Re: [PATCH] sunrpc: make warning in svc_check_conn_limits() more generic

"NeilBrown" <neilb@xxxxxxx> · Thu, 16 Oct 2008 13:08:22 +1100 (EST)

On Thu, October 16, 2008 11:51 am, Jeff Layton wrote:
> On Wed, 15 Oct 2008 16:21:02 -0400
> "J. Bruce Fields" <bfields@xxxxxxxxxxxx> wrote:
>
>> On Wed, Oct 15, 2008 at 08:14:57AM -0400, Jeff Layton wrote:
>> > From the descriptions in those commits, it looks like the check
>> > in svc_check_conn_limits was intended to prevent messages from too
>> > many sockets overloading the receive buffers.
>>
>> Aren't the receive buffers per-connection?
>>
>> --b.
>>
>
> Oof...you're quite right. I misunderstood the code earlier. Thinking
> this through a bit more...
>
> I suppose the main worry is that we have a service with too few
> threads and a ton of sockets. We end up in a situation where the
> receive buffers aren't getting processed quickly enough and connections
> start stalling out.
>
> I suppose the only real remedy for that is to increase the number of
> threads, but that's not an option for services like lockd. So maybe
> ignoring this check on single-threaded services is the way to go after
> all? I don't see a way to make this auto-tuning based on memory since
> that doesn't seem to be what the check is intended to help...

Don't expect too much of the "intent" of this limit.
I think it just "seemed like a good idea at the time" with some idea that
a denial of service attack could swamp the NFS server with connections
if we didn't actively close some when there was a large number of them.

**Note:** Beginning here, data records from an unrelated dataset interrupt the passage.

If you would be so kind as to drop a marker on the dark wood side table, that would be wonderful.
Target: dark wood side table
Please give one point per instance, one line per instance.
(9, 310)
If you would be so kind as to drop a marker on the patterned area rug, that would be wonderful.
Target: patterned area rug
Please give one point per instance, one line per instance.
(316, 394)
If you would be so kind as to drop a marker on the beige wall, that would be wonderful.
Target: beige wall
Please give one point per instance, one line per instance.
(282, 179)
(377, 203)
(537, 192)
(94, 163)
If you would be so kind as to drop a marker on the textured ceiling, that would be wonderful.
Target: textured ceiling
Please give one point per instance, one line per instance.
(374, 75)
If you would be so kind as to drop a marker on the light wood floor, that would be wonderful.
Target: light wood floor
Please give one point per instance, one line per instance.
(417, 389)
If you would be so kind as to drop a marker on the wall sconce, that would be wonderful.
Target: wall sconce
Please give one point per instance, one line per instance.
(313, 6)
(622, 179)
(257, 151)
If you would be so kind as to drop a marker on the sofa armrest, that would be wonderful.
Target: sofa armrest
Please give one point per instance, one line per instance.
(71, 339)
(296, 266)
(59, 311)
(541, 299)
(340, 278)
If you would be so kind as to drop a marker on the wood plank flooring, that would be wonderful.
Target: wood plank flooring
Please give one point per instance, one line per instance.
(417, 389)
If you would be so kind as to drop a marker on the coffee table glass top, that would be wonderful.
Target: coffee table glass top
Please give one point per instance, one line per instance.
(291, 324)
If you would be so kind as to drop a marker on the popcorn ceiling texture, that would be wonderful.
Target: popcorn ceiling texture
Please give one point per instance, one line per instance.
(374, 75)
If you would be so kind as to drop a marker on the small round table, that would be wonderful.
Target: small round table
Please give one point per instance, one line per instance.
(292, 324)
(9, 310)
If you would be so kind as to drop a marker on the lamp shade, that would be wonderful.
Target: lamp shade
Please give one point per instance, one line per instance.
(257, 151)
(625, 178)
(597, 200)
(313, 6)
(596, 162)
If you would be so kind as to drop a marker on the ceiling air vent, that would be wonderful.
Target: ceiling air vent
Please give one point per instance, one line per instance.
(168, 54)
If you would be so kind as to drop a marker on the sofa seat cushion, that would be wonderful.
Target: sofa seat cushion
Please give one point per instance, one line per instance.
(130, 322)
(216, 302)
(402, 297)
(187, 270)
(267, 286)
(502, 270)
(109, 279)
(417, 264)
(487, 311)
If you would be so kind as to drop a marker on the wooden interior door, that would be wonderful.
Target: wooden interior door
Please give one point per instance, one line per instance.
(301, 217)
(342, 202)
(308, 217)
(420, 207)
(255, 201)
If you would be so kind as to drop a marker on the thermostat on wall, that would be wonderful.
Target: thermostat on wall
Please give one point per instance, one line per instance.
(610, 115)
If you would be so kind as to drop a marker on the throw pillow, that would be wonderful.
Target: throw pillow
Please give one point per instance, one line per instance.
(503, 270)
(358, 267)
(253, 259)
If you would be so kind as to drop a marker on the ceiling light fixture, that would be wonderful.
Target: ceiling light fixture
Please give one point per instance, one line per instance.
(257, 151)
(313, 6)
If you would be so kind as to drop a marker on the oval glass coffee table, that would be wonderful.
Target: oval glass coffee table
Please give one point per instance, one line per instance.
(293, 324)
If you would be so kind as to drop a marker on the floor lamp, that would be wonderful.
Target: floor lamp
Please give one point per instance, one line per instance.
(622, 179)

The patch which added the test is
http://git.kernel.org/?p=linux/kernel/git/tglx/history.git;a=commitdiff;h=afdb4fa2b04a7e90e0746bc3d031a552656c7709

which says nothing about why.

I found an old Email with a list of things I needed to do to be happy
with TCP support and it included:

- Guard against denial of service - impose some limit on the number of
  incoming connections, and start randomly dropping connections when
  this limit is exceeded.

Which again isn't very helpful.

I certainly wasn't thinking about the possibility of lockd getting
lots of connections despite being a single-thread service.

Maybe we should use
 current->signal->rlim[RLIMIT_NOFILE].rlim_cur
as a minimum limit.  i.e if the number of connections is below this,
allow the connection.  If the number of connections is below the
currently calculated value, also allow the connection.
Only reject if the number is greater than both of these limits.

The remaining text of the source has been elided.